Selection of validation indices in fast cross-validation algorithm

Sm00thix commented 5 months ago

Hi @parmentelat,

I have realized that there is a subtle error in my implementation of the fast cross-validation algorithm. In practice, the error has close to no effect but it does change the theoretical runtime of the algorithms explained in https://arxiv.org/abs/2401.13185 from Theta(NK(K+M)) to Theta(NK(K+M) + NP) where P is the number of cross-validation splits. The algorithms affected are the ones that compute training-set-wise X^T X (algorithm 2 only) and X^T Y.

The error arises due to the selection of validation-indices which, for each cross-validation split, I construct a boolean mask of length N specifying the validation set. This takes NP time. I have implemented a solution that does not construct a boolean mask of length N for each split. Instead, the new solution constructs for each validation split a list of length N_val, specifying indices into X and Y corresponding to the validation set for the current split. This restores the asymptotic runtime to Theta(NK(K+M)).

In practice this change does not really have an impact on the running due to the practical constants hidden by the Theta-notation. As a practical test, I re-ran the most extreme example in the benchmarks, that is time_pls.py -model fastnp2 -n 1000000 -k 500 -m 10 -n_components 30 -n_splits 1000000 -n_jobs -1 and found that the change in runtime is so small that it is not even visible on the graph.

Additionally, a side-effect of my proposed solution is that the argument cv_splits to ikpls.fast_cross_validation.numpy_ikpls.PLS.cross_validate can now be any iterable of hashable (due to the internal usage of dictionaries) instead of just integer arrays. This allows a user to define their cross-validation splits using, e.g., strings if they like. However, it no longer sorts the validation splits. Instead, the resulting metrics will be sorted according to the first occurence of each unique validation split in cv_splits.

I have updated the tests and doc strings to reflect these changes.

I do apologize for any disruption of your work in relation to the review at https://github.com/openjournals/joss-reviews/issues/6533

My questions are: 1) Will you accept these changes to the code? 2) Will you accept the timings.png as is or do you require that I rerun the benchmarks related to the fast cross-validation algorithms?

The changes are reflected in https://github.com/Sm00thix/IKPLS/commit/9efdc1af22049cf6065b15bdf280b1ad761895cb with a small update in https://github.com/Sm00thix/IKPLS/commit/d4b16a6b92a71782e565a5481e8fc4680ccd4318 and https://github.com/Sm00thix/IKPLS/commit/697cc4812af4343b2d3b82606b92f66bc8da1f04

I also wonder if adding the option to return the order, in which cross-validation was performed, would improve usability. Do you have any comment to this?

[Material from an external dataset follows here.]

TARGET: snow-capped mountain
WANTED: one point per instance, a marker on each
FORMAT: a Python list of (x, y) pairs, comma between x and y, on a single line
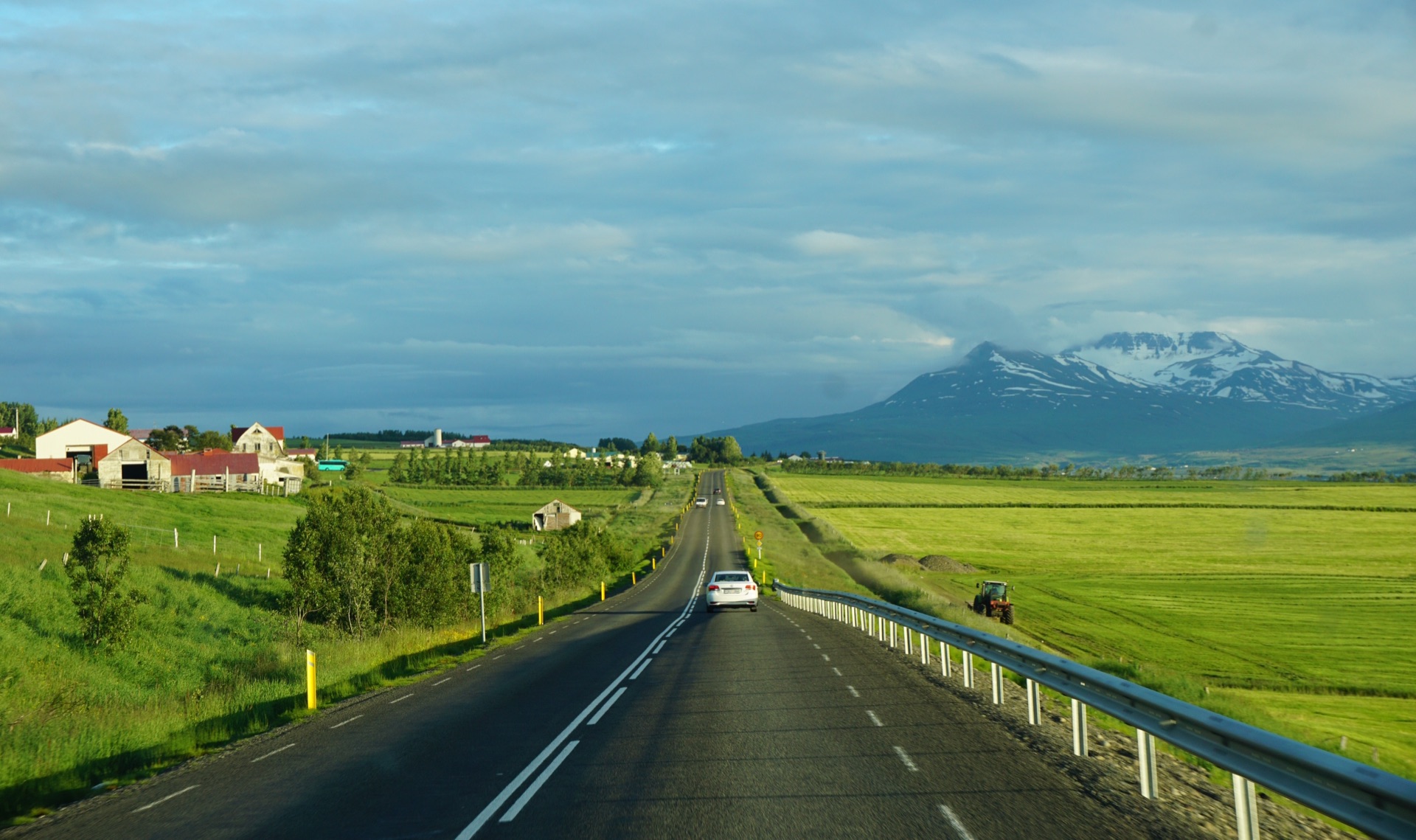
[(1212, 364), (1128, 394)]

Sm00thix commented 5 months ago

Hi again @parmentelat, In relation to my previous comment in this thread, I just realized that I had been running the timing experiments with the original ikpls package instead of the updated one. Indeed, executing time_pls.py on the updated code would crash due to some issues with timeit and closures. I have fixed this issue in https://github.com/Sm00thix/IKPLS/commit/8dff883504759f024ae3b0f2d3925526511357e7 with a minor update in https://github.com/Sm00thix/IKPLS/commit/ab12af1ce17e31867898d71fb6b900ba720cac18 I just reran time_pls.py -model fastnp2 -n 1000000 -k 500 -m 10 -n_components 30 -n_splits 1000000 -n_jobs -1 with the updated code. And my changes seem to have improved the runtime from 19.3 minutes to approximately 17 minutes. This is, however, as argued above, the most extreme example. Given the logarithmic scale of the graphs, this is unlikely to visually change anything. However, as previously mentioned, I will rerun the experiments using the fast cross-validaiton algorithms, if you think that is better.

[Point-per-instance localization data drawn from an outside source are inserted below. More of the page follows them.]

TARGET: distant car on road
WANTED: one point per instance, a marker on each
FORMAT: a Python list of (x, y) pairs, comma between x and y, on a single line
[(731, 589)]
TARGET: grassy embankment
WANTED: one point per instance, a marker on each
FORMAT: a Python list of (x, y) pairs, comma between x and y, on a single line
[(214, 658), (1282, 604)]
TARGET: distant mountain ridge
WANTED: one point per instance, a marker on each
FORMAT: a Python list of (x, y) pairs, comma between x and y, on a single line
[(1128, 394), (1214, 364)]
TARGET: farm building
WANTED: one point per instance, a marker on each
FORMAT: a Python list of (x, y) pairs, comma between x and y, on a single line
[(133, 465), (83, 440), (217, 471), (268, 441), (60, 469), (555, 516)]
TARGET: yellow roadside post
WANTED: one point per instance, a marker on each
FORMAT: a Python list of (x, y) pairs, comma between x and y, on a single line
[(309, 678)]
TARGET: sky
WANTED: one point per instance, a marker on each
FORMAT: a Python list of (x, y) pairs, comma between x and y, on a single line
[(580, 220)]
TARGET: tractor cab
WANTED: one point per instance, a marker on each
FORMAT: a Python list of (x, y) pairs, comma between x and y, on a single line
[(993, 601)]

I am very sorry for any potential confusion caused by this thread.

parmentelat commented 5 months ago

My questions are:

Will you accept these changes to the code?

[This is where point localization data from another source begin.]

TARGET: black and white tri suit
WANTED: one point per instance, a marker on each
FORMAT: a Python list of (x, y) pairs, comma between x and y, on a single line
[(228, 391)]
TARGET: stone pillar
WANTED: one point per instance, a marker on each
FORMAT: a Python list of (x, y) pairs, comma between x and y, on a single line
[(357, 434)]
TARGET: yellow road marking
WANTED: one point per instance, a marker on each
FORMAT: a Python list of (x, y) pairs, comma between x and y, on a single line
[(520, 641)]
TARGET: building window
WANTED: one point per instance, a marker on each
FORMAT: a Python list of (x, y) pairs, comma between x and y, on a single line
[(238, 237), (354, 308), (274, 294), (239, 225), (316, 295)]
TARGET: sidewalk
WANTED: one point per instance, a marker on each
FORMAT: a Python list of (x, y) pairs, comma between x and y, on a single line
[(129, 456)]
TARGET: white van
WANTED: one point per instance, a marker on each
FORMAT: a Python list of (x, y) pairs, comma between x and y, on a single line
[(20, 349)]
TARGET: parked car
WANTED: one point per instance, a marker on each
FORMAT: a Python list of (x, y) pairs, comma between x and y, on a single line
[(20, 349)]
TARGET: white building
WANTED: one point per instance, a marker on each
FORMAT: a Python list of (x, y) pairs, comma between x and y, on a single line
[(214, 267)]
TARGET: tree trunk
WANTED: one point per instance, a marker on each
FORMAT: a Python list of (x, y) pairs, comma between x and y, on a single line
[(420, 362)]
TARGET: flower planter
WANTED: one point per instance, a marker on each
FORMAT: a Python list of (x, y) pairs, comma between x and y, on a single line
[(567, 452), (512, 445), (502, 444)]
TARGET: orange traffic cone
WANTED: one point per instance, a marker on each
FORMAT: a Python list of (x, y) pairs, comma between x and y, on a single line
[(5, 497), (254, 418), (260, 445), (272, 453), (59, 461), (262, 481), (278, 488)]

Will you accept the timings.png as is or do you require that I rerun the benchmarks related to the fast cross-validation algorithms?

my answers

yes
it's best if you can make sure to provide a figure that reflects a specific version of the code - and to mention that version in the paper itself

parmentelat commented 5 months ago

I also wonder if adding the option to return the order, in which cross-validation was performed, would improve usability. Do you have any comment to this?

in general I'd tend to say yes; can you be more specific on how you'd propose to g about doing this ?

parmentelat commented 5 months ago

and oops I forgot to link the meta-issue https://github.com/openjournals/joss-reviews/issues/6533

Sm00thix commented 5 months ago

My questions are:

Will you accept these changes to the code?

Will you accept the timings.png as is or do you require that I rerun the benchmarks related to the fast cross-validation algorithms?

my answers

yes

it's best if you can make sure to provide a figure that reflects a specific version of the code - and to mention that version in the paper itself

Thank you for the feedback. I will make sure to do as you suggest in 2.

Sm00thix commented 5 months ago

I also wonder if adding the option to return the order, in which cross-validation was performed, would improve usability. Do you have any comment to this?

in general I'd tend to say yes; can you be more specific on how you'd propose to g about doing this ?

Currently the cross_validate method returns a list[Any] of length P, where P is the number of cross_validation splits as determined by the number unique elements passed in the cv_splits:Iterable[Hashable] argument to cross_validate. This list contains the result of evaluating metric_function on each validation split. I was thinking along the lines of having cross_validate returning dict[Any] containing as keys the P unique elements in cv_splits and as values the results of evaluating metric_function on each of the P validation splits. Then a user can directly use the name of a validation split to lookup the results of that split in the returned dict. And the order of dict.keys() will be the same as the order in which validation splits were visited. Does my explanation make sense? Otherwise, I can implement it, and we can roll it back if you do not like it.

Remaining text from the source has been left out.